À côté du matériel, la première vague a mis en avant un problème de formation est expérience insuffisantes des ambulanciers privés pour des transports Covid. "Il y a un gros écart entre la formation et le terrain", rapporte Arnaud Franchini. "Certains ne savent pas comment on réanime ou des choses comme ça. Or cela est nécessaire pour des interventions covid (...) Les gestes doivent être réfléchis en permanence, nous ne pouvons pas avoir un stagiaire qui n'aura pas les mêmes réflexes que ceux qui sont là au quotidien", explique le patron de NAAB Ambulances.

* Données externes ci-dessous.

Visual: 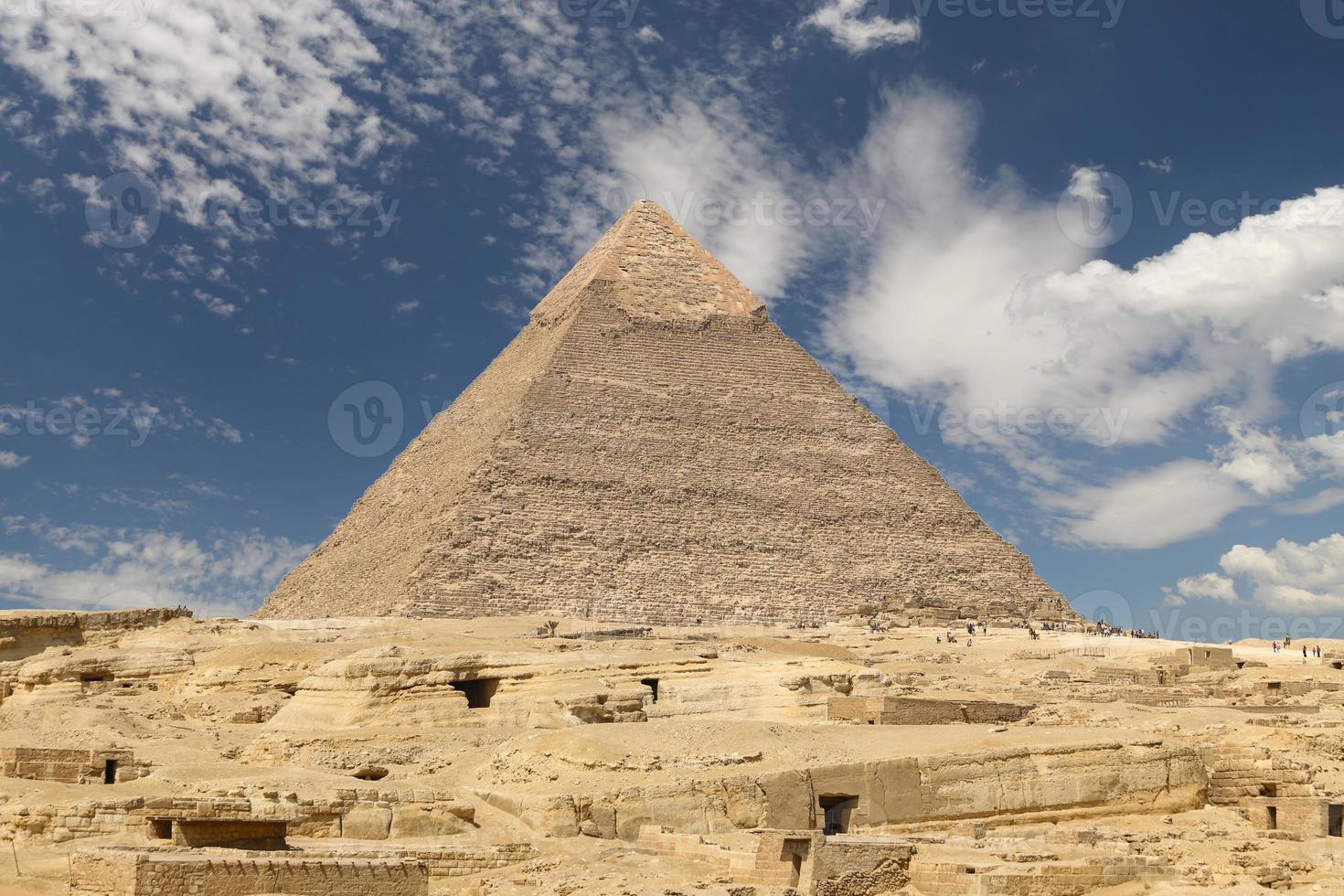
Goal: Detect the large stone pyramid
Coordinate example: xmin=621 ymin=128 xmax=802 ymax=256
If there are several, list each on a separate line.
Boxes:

Dès lors, ne pouvant travailler sur des transports Covid, de nombreux ambulanciers se sont retrouvés sans emploi : "Entre mars et avril, 100% de mes transports étaient dédiés au coronavirus. 5 de mes 7 chauffeurs sont tombés en chômage économique, parce qu'ils n'étaient pas brevetés pour monter en ambulance covid", raconte Alexandre Boulanger.

La deuxième vague

La situation aujourd'hui se rapproche de celle de la première vague, même si sur le plan financier elle a changé puisque les autorités ont mis fin à la tarification forfaitaire et qu'on est revenu aux prix normaux. "Il y a beaucoup de travail en ce moment", raconte Isabelle Aubin, gérante de CNS Ambulances. "Le travail a bien changé, tout ce qui est consultation a fortement diminué. Il y a de plus en plus de transferts inter-hospitaliers, on sent qu'ils font de la place. Cela concerne les patients covid comme plus classiques", précise-t-elle ensuite.

Alexandre Boulanger constate aussi une baisse nette des consultations classiques au profit des patients atteints du covid. On revient donc à la situation de la première vague avec une partie des ambulanciers qui ne peut pas travailler dans les ambulances Covid et risque à nouveau d'être réduit à l'inactivité. "La moitié des ambulanciers craint de perdre ses courses habituelles. Ils ont encore du travail mais ils se demandent s'ils vont tomber en chômage coronavirus. Si ça recommence, on va se retrouver avec 50% d'effectif en moins, avec que du covid ou du transport urgent", s'inquiète le patron. "En octobre, j'étais déjà à 70% de transports covid", renchérit Arnaud Franchini. 

Si certains ambulanciers craignent de ne plus travailler, les autres, ceux qui peuvent embarquer dans les ambulances Covid, en ont trop. "On leur en demande de trop, on a énormément d'heures supplémentaires. On est comme le personnel hospitalier, avec en plus des centaines de kilomètres par jour. J'ai la chance d'avoir tous mes ambulanciers, mais je ne peux pas leur demander de bosser non-stop, humainement parlant. A un moment donné on risque de bâcler, par trop de quantité", redoute Arnaud Franchini.

Devant le volume d'interventions, Alexandre Boulanger a décidé d'innover. Le tout pour éviter de devoir refuser des courses. "Je place deux ambulanciers dans une ambulance. L'un va en combinaison chercher le patient et revient pour le remonter tout seul. Le chauffeur reste au volant, quand le transfert est terminé, celui qui est derrière se déshabille et peut remonter devant en étant sain puisque ses vêtements ne sont pas atteints. Cela accélère la désinfection", nous explique-t-il. Une solution qu'il aurait préféré ne jamais avoir à préconiser.

La deuxième vague met à nouveau ces acteurs cruciaux à rude épreuve. Ils exigeaient récemment un reconfinement, qui a finalement été décidé. Gageons que cela leur permette de retrouver une certaine sérénité. 

En Wallonie, une formation d'ambulancier nécessite 120 h de formation et 40h de stage dans un centre agréé. En région bruxelloise, un brevet BEPS (premier secours) et un brevet de secouriste à part entière sont également demandés.